There is a top-level 'events' field that I'd like to keep, plus the 'events' field and nested values under that for each pipeline under 'pipelines'. Here is a sample JSON output that I'm working with that I've annotated to show what I'm looking to keep vs throwaway.

I did some research and found that the prune plugin seems ideal, and I've tried playing with various regex field values in the whitelist_names setting, but with no success. I can easily keep the top level events part, but every time I try to keep the pipelines.pipeline_name.events fields I always tend to get the other fields like pipelines.pipeline_name.plugins/filters/etc that I do not want.

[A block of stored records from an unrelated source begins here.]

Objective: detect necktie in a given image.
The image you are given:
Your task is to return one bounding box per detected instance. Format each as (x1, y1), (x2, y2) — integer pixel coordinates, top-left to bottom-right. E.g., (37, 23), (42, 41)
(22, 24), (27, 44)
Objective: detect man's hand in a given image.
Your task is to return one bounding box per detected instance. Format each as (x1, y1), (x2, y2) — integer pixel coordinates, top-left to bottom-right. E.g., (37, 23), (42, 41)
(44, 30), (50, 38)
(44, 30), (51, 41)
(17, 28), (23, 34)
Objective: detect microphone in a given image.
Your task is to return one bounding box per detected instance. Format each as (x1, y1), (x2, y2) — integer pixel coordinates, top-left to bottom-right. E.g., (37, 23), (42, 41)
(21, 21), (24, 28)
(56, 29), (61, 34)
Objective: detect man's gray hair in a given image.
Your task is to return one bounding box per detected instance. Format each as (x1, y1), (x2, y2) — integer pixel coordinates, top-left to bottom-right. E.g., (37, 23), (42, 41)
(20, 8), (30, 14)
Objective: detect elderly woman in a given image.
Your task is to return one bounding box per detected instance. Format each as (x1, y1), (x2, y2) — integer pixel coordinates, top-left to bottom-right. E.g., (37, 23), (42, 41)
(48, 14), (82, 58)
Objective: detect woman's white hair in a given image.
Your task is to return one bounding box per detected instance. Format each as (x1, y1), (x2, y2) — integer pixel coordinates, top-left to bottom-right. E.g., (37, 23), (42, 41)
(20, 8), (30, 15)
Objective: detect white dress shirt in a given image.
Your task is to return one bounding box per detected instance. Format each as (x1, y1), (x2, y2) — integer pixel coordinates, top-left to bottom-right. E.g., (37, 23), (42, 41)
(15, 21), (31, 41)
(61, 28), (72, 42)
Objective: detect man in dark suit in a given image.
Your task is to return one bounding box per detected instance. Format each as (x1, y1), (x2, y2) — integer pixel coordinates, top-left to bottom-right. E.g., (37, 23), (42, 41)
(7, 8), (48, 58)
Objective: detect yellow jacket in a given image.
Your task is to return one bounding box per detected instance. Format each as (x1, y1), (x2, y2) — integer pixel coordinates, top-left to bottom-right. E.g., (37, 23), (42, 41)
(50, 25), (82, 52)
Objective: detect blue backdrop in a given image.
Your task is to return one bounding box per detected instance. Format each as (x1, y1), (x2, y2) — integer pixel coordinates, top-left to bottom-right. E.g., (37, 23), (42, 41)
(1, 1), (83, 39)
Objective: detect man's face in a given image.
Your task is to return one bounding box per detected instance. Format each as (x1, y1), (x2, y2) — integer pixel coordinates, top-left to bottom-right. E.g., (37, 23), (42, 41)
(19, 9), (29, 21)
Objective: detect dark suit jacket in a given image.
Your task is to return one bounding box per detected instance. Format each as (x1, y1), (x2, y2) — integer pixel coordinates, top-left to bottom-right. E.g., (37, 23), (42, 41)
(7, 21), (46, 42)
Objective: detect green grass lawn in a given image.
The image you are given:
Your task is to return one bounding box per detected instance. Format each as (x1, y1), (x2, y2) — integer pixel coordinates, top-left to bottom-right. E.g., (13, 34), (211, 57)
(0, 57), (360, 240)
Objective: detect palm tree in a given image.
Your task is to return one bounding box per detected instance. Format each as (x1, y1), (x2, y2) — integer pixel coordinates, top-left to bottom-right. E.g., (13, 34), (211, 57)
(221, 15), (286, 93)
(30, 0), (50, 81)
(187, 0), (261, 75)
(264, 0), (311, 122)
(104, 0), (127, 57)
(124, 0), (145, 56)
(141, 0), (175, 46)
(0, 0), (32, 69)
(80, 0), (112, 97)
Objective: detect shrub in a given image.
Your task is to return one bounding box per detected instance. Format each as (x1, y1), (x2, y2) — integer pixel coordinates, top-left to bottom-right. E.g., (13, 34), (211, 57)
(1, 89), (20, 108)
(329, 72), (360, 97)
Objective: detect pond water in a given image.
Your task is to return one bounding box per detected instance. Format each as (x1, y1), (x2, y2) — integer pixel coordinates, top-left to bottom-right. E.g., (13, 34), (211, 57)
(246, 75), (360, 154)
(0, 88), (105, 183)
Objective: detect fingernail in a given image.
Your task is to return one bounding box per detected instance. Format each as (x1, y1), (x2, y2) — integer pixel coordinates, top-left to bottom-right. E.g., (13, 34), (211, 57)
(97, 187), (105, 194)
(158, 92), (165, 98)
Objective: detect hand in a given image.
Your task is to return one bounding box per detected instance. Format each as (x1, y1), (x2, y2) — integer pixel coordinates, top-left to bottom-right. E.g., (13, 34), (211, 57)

Any idea how I can craft this to achieve what I'm looking for?

Thanks!


#2

It's not pretty, but I've managed to work around this (albeit with a bit of hardcoding of field names which I was hoping to avoid), like this:

input {
  exec {
    command => "curl -s http://localhost:9600/_node/stats"
    interval => 15
  }
}

filter {
  json {
    source => "message"
  }

  mutate {
    copy => { "[pipelines][ingest_gg_app_logs][events]" => "ingest_gg_app_logs_events" }
    copy => { "[pipelines][ingest_kubernetes_logs][events]" => "ingest_kubernetes_logs_events" }
    copy => { "[pipelines][ingest_logstash_redis_logs][events]" => "ingest_logstash_redis_logs_events" }
    copy => { "[pipelines][ingest_miscellaneous_logs][events]" => "ingest_miscellaneous_logs_events" }
    copy => { "[pipelines][ingest_nginx_logs][events]" => "ingest_nginx_logs_events" }
    copy => { "[pipelines][ingest_redis_clones][events]" => "ingest_redis_clones_events" }
    copy => { "[pipelines][ingest_sqs_logs][events]" => "ingest_sqs_logs_events" }
    copy => { "[pipelines][node_stats_logs][events]" => "node_stats_logs_events" }
  }

  prune {
    whitelist_names => [ "events", "host", "id", "jvm.uptime_in_millis", "token", "timestamp", "@timestamp", "ingest_gg_app_logs_events", "ingest_kubernetes_logs_events", "ingest_logstash_redis_logs_events", "ingest_miscellaneous_logs_events", "ingest_nginx_logs_events", "ingest_redis_clones_events", "ingest_sqs_logs_events", "node_stats_logs_events" ]
  }

  mutate {
    add_field => { "token" => "localdev123" }
    add_field => { "type" => "logstash-stats" }
    rename => { "host" => "logstash_host" }
  }

}

I found this workaround of using copy in this github issue on the prune filter: https://github.com/logstash-plugins/logstash-filter-prune/issues/12#issuecomment-434454754


(system) #3

This topic was automatically closed 28 days after the last reply. New replies are no longer allowed.